Taking the most general view of the matter, we may say that only when the sacred duty of blood-revenge, constituting the religion of the savage, becomes less sacred, does there arise a possibility of emergence from the deepest barbarism. Only as fast as the retaliation, which for a murder on one side inflicts a murder or murders on the other, becomes less imperative, is it possible for larger aggregates of men to hold together and civilization to commence. And so, too, out of lower stages of civilization higher ones can emerge, only as there diminishes this pursuit of international revenge and re-revenge, which the code we inherit from the savage insists upon. Such advantages, bodily and mental, as the race derives from the discipline of war, are outbalanced by the disadvantages, physical and moral, but especially moral, which result after a certain stage of progress is reached. Severe and bloody as the process is, the killing-off of inferior races and inferior individuals leaves a balance of benefit to mankind during phases of progress in which the moral development is low, and there are no quick sympathies to be continually seared by the infliction of pain and death.

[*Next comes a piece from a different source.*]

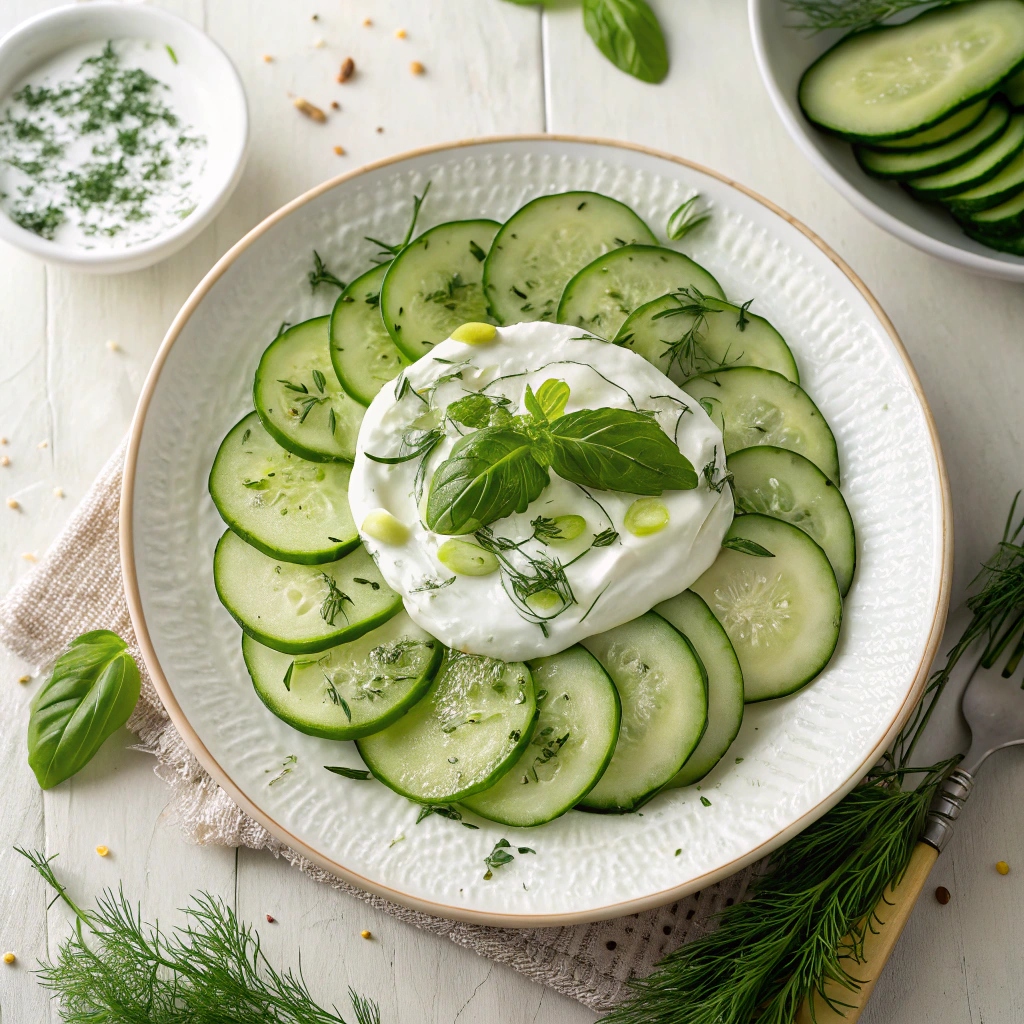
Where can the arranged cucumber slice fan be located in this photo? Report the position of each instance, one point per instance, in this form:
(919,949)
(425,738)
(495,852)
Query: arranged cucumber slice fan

But as there arise higher types of societies, implying types of individual character fitted for closer coöperation, the destructive activities exercised by such higher societies have injurious reactive effects on the moral natures of their members, which outweigh the benefit resulting from extirpation of inferior races. After this stage has been reached, the purifying process, continuing still an important one, remains to be carried on by industrial war—by a competition of societies during which the best, physically, emotionally, and intellectually, spread most, and leave the least capable to disappear gradually, from failing to leave an adequately-numerous posterity.

Those educated in the religion of enmity—those who during boyhood, when the instincts of the savage are dominant, have revelled in the congenial ideas and sentiments which classic poems and histories yield so abundantly, and have become confirmed in the belief that war is virtuous and peace ignoble—are naturally blind to truths of this kind. Rather should we say, perhaps, that they have never turned their eyes in search of such truths. And their bias is so strong that nothing more than a nominal recognition of such truths is possible to them; if even this. What perverted conceptions of sociological phenomena this bias produces, may be seen in the following passage from Gibbon:

"It was scarcely possible that the eyes of contemporaries should discover in the public felicity the causes of decay and corruption. The long peace, and the uniform government of the Romans, had introduced a slow and secret poison into the vitals of the empire."[1]

In which sentences there is involved the abstract proposition that in proportion as men are long held together in that mutual dependence

  1. "Decline and Fall," chapter ii.